Hi all, I'm a new member and bought a Bristol 40 "82" a month ago. Currently learning her characteristics/systems and would like to know if anyone out there has any experience installing a below deck (Garmin) AUTOPILOT. I can do all the electrical and mounting except one portion. I don't have any idea what or how a device attaches to the rudder. I've installed a wheel type and found the job wasn't bad, but this 40 is too heavy so I'm going with a Garmin. Please, any help out there would be greatly appreciated. BTW raymarine is out because I have to exchange a hydraulic (new in box) model purchased for my powerboat I sold for a sailboat type.


----------



## eherlihy (Jan 2, 2007)

The Garmin GHP12 (for sailboats) requires a drive unit to connect to the rudder quadrant.


----------



## knuterikt (Aug 7, 2006)

captcleef said:


> Hi all, I'm a new member and bought a Bristol 40 "82" a month ago. Currently learning her characteristics/systems and would like to know if anyone out there has any experience installing a below deck (Garmin) AUTOPILOT. I can do all the electrical and mounting except one portion. I don't have any idea what or how a device attaches to the rudder. I've installed a wheel type and found the job wasn't bad, but this 40 is too heavy so I'm going with a Garmin. Please, any help out there would be greatly appreciated. BTW raymarine is out because I have to exchange a hydraulic (new in box) model purchased for my powerboat I sold for a sailboat type.


I have installed a Jefa drive unit, Garmin call this unit "Class A Drive Unit for GHP 12". https://buy.garmin.com/en-US/US/sho...e-unit-for-ghp-12/prod74203_010-11572-00.html

The Garmine unit have a built in rudders sensor making the install a little bit easier.

Wrote a thread about this project here.

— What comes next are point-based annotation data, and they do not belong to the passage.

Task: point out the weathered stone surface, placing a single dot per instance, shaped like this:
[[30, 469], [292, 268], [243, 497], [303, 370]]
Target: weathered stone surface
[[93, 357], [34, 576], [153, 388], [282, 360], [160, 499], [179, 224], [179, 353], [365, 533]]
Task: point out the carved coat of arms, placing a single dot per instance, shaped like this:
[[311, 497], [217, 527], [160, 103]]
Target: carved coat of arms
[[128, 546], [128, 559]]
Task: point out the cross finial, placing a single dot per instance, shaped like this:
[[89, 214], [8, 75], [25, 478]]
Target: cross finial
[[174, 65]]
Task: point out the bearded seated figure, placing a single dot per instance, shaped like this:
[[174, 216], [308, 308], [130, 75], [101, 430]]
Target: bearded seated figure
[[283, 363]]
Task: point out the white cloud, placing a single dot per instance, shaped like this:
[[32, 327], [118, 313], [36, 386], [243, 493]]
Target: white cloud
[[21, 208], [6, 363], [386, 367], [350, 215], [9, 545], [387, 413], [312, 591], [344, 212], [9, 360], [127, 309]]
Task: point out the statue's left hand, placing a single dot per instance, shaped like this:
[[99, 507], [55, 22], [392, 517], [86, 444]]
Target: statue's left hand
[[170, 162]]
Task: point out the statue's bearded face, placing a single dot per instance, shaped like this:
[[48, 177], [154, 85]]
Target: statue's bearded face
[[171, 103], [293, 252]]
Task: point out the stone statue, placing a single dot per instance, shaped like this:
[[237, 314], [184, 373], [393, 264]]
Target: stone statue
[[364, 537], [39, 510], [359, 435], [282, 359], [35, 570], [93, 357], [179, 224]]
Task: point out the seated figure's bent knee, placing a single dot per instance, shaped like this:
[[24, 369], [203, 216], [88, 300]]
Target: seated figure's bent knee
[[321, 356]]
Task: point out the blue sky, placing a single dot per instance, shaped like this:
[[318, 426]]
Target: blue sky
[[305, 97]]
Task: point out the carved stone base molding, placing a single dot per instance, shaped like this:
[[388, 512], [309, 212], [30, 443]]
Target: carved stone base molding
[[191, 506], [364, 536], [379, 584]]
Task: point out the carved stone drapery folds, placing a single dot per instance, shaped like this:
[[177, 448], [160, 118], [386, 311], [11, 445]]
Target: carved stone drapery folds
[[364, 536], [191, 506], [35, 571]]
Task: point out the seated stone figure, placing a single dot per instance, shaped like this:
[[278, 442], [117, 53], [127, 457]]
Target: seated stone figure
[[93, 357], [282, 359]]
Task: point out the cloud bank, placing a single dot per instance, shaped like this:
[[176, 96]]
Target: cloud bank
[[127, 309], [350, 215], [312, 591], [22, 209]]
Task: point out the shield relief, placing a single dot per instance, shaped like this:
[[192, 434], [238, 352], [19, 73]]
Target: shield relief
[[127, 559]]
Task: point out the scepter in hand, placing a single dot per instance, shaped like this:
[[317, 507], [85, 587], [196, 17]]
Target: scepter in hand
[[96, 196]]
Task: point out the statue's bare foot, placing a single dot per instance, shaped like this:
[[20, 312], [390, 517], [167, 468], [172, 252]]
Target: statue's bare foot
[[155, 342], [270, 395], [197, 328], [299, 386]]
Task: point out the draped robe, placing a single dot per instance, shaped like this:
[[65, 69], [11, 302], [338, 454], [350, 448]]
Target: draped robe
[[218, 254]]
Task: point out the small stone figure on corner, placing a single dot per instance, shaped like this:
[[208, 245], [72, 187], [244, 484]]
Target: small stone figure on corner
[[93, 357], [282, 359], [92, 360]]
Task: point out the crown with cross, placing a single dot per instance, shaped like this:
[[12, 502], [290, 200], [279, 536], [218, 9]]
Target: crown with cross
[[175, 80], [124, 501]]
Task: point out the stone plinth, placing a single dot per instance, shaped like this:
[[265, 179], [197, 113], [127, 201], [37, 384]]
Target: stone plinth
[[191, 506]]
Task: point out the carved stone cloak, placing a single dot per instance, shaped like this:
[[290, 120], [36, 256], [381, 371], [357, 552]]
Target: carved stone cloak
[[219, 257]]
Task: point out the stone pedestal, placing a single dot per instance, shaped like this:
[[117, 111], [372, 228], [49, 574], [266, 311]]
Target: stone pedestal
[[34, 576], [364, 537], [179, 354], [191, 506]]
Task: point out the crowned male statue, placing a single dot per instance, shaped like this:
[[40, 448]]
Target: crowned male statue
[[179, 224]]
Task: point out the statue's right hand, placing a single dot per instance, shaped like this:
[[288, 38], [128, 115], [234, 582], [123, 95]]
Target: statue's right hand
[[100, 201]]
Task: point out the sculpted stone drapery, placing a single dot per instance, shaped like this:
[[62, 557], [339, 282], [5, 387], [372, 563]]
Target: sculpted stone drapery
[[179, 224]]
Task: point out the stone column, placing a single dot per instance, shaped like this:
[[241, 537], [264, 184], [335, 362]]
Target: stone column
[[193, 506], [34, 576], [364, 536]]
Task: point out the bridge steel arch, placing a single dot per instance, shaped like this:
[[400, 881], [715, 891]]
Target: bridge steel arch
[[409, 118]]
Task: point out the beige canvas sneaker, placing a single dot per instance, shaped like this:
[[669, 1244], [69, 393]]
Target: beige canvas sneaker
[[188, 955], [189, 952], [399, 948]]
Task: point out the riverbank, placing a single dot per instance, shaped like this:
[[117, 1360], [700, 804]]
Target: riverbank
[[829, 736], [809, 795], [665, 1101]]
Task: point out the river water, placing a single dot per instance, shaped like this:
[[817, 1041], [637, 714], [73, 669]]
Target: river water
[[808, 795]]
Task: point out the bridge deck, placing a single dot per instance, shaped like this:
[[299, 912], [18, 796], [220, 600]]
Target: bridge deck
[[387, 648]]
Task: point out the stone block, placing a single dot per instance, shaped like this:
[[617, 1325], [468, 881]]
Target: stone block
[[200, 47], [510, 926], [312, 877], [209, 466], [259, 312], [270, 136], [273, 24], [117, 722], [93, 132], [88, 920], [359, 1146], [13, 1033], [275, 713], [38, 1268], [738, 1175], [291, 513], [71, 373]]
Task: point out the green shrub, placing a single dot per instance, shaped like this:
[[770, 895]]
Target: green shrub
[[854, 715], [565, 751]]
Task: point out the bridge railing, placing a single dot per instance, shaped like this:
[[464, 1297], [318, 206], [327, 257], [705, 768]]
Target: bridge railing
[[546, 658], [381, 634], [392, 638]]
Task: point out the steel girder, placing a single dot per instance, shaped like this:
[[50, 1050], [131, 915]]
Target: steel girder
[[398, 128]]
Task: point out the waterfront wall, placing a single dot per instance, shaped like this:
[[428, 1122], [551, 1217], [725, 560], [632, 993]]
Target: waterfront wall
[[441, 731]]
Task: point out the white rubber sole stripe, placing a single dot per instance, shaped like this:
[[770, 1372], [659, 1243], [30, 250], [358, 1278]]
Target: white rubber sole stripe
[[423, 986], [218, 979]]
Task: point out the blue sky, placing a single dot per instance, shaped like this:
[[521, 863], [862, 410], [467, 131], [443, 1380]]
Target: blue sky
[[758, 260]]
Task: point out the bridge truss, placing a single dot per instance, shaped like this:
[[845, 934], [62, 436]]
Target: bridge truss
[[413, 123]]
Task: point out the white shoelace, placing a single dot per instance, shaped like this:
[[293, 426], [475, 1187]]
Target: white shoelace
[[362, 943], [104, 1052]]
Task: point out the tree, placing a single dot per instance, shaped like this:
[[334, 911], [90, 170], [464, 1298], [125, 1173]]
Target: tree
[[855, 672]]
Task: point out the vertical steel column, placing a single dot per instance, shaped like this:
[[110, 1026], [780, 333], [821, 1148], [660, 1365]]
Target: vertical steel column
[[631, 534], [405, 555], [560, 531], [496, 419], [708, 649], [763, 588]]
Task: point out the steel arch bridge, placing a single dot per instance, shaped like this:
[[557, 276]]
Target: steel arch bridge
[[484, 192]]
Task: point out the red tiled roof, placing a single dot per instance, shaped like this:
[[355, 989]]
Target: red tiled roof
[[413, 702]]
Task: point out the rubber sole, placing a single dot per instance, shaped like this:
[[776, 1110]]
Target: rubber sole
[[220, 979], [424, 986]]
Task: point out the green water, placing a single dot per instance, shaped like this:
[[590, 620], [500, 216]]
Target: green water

Upgrading the autopilot with a new linear drive

There are two ways you can connect the linear drive to the rudder
- Connect to the existing quadrant (need a quadrant that can take the load)
- Install a short tiller for the drive unit

The tricky part it find the best location.
I downloaded drawings from Jefa rudder and steering systems - used these to make templates I could use to determine the best location.

Lots of pictures in the thread above.


----------